Las Vegas Sun

April 18, 2024

the economy:

Little bending in lending

Bailout hasn’t shaken loose enough loans, critics say

Last month, Nevada State Bank launched a marketing campaign to publicize its “renewed commitment to lending.”

“Your business needs a bank loan. We happen to be loaning,” the print ads stated. “A new economy starts now. And we’re ready to do our part.”

However, Nevada State Bank and other recipients of federal funding from the Treasury Department’s Troubled Assets Relief Program, or TARP, aren’t loaning enough to satisfy some critics who say financial institutions that benefitted from the taxpayer-funded program should be doing more to revive the economy.

These critics would like to see financial institutions that received the funds loosen their lending standards to aid local businesses.

But the banks’ executives say that amid declining demand for high-quality loans, if they were to lend more they could wind up making the same kinds of bad loans that contributed to the economic troubles in the first place.

Nevada State Bank — one of two Las Vegas community banks serving local businesses to have received TARP funds — saw its lending grow $20 million last quarter over the one before. Most of the loans came during the period before the bank received a $260 million cash infusion from TARP, part of the $1.4 billion the federal government paid to its parent company, Zions Bancorporation.

A Wall Street Journal study recently found that loans at 10 of the biggest TARP beneficiaries declined $46 billion, or 1.4 percent, from the third quarter to the fourth, when the funding was distributed.

Nevada State Bank’s lending practices have not changed, Chief Financial Officer Terry Shirey said. The bank was in a strong position to make loans before it received the new capital, he said.

A decrease in creditworthy borrowers has made lending more difficult, Shirvey said, and it would be unwise for the bank to lower its lending standards and risk creating more bad assets.

Las Vegas-based Western Alliance Bancorporation is in a similar position.

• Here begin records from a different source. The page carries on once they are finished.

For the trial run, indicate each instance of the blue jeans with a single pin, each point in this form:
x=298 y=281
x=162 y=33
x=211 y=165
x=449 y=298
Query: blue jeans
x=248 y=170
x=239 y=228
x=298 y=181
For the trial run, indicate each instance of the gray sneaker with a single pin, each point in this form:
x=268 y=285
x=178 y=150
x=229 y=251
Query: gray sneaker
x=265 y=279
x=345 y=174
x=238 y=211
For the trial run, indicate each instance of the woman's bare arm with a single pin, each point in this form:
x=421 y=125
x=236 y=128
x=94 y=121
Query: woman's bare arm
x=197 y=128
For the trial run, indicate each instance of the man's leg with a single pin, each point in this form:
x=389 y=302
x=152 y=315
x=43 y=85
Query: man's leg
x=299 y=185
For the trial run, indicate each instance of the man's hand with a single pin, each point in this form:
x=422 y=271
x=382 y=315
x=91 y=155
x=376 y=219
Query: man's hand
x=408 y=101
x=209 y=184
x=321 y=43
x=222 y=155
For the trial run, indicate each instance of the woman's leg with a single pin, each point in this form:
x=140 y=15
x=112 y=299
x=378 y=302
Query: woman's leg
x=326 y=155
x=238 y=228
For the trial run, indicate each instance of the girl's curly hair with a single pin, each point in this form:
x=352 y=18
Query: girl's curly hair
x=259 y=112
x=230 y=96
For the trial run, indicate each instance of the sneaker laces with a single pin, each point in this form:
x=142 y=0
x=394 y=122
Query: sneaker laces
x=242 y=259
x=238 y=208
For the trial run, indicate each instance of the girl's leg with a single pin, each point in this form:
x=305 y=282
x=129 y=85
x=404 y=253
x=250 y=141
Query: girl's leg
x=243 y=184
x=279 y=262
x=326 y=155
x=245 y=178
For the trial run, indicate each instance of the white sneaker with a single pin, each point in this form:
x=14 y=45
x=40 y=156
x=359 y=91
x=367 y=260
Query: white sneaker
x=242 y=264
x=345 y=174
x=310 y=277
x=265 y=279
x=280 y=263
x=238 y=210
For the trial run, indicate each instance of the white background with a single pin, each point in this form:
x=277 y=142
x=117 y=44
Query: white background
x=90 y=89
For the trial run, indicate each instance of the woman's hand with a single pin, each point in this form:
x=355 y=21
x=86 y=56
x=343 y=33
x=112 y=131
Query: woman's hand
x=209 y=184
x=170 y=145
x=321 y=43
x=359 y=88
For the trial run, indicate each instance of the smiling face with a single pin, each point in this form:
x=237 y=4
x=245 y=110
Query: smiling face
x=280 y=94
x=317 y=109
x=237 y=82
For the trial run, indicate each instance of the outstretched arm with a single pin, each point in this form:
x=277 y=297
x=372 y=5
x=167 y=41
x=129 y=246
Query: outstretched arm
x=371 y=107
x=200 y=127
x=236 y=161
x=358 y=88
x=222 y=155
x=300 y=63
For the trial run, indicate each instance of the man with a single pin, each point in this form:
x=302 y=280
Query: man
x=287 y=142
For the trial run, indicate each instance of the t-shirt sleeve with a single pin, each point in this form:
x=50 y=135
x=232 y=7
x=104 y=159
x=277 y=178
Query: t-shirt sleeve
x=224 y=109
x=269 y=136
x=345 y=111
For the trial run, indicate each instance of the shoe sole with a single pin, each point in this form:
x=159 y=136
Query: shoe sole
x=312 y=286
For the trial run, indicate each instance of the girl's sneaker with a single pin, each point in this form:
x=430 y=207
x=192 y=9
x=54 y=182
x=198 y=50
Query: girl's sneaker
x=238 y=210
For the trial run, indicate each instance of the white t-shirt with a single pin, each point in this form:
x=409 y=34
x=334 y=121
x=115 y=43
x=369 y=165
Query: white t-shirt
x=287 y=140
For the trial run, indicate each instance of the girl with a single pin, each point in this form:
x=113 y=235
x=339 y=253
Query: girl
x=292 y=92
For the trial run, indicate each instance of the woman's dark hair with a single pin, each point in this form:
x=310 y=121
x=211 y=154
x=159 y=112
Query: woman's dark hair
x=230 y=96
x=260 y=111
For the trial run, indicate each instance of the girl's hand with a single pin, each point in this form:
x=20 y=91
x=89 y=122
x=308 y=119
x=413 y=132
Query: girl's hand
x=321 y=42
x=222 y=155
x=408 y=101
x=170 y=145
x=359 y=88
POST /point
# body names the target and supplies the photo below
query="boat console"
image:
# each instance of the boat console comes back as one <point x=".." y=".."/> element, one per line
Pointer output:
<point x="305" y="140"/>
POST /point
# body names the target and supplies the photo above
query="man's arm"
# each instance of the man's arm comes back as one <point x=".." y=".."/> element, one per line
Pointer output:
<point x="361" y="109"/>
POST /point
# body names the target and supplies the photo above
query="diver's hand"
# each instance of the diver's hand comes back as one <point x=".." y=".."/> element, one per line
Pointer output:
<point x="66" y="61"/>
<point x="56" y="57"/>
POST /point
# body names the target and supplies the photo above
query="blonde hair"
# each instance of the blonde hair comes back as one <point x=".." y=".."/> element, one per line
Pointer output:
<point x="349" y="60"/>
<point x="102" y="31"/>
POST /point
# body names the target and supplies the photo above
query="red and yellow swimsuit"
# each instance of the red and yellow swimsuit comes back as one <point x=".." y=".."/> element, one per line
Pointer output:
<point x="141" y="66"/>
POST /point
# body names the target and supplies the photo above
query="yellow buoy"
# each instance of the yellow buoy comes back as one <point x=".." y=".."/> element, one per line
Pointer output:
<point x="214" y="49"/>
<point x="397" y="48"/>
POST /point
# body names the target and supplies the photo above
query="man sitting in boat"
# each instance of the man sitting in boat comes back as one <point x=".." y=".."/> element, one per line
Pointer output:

It received $140 million from the federal government, of which $50 million went to Bank of Nevada in Las Vegas and $20 million went to a Reno-based bank.

In October, Western Alliance Chief Executive Robert Sarver told investors that the company had benefitted from being “one of the few banks in our markets that can make a loan.” It had just raised $50 million from investors at a time when raising money was difficult.

The bank planned to use the TARP funding to make “good-quality loans” and to hire bankers from other companies who have preexisting relationships with clients in order to boost deposits, Sarver said.

The bank had seen a steady stream of new wealthy clients request loans, Sarver said. “We’re getting calls from people that two, three, four years ago, we just couldn’t even get in to see or talk about doing business, let alone them coming to us and wanting to sign personally on credit,” Sarver said.

For the last few months of 2008, Western Alliance’s lending was up $149 million from the previous quarter. In Las Vegas during that period, Bank of Nevada’s lending rose $29 million.

But some local business leaders say they aren’t seeing that money. The local banks that have received government funding should be more lenient in their lending, rather than target the same good bets they were after before they received the taxpayer dollars, they say.

Dennis Smith, chief executive of Home Builders Research, said numerous home and apartment builders have halted construction because of financing problems with both regional and national banks.

“Instead of just doing business and looking at the bottom line, they should look at what’s going on in the economy and come up with some sort of adjustments,” Smith said.

Homebuilding has been one of the hardest hit segments of the economy amid widespread foreclosures that have created a glut of cheap homes. New home sales in Las Vegas were down 47 percent last year, and the 10,464 homes sold was the lowest number since 1988. Of the homes sold, 65 percent were bank-owned.

Smith predicts that picture will grow gloomier this year.

Despite the dismal numbers, homebuilders say banks should work with builders to finish the projects rather than pull out.

“They create so much distress instead of trying to work out something,” said Tom McCormick, president of Las Vegas-based homebuilder Astoria Homes. McCormick announced this week that the company would go on “hiatus” because of problems with financing.

Yet some analysts say the view that banks should be more flexible is shortsighted.

“We shouldn’t be forcing banks to make bad loans,” said Bert Ely, an independent bank analyst. “Many banks are just finding that there isn’t much in the way of good loan prospects out there as the economy shrinks and as the better borrowers are trying to de-leverage.”

The assumption that capital infusions from the government would necessarily lead to increased lending during a recession was based on faulty logic, Ely said.

“TARP was there to basically strengthen the capital foundation of the better-managed, stronger banks so that they could ride through this fiasco,” he said.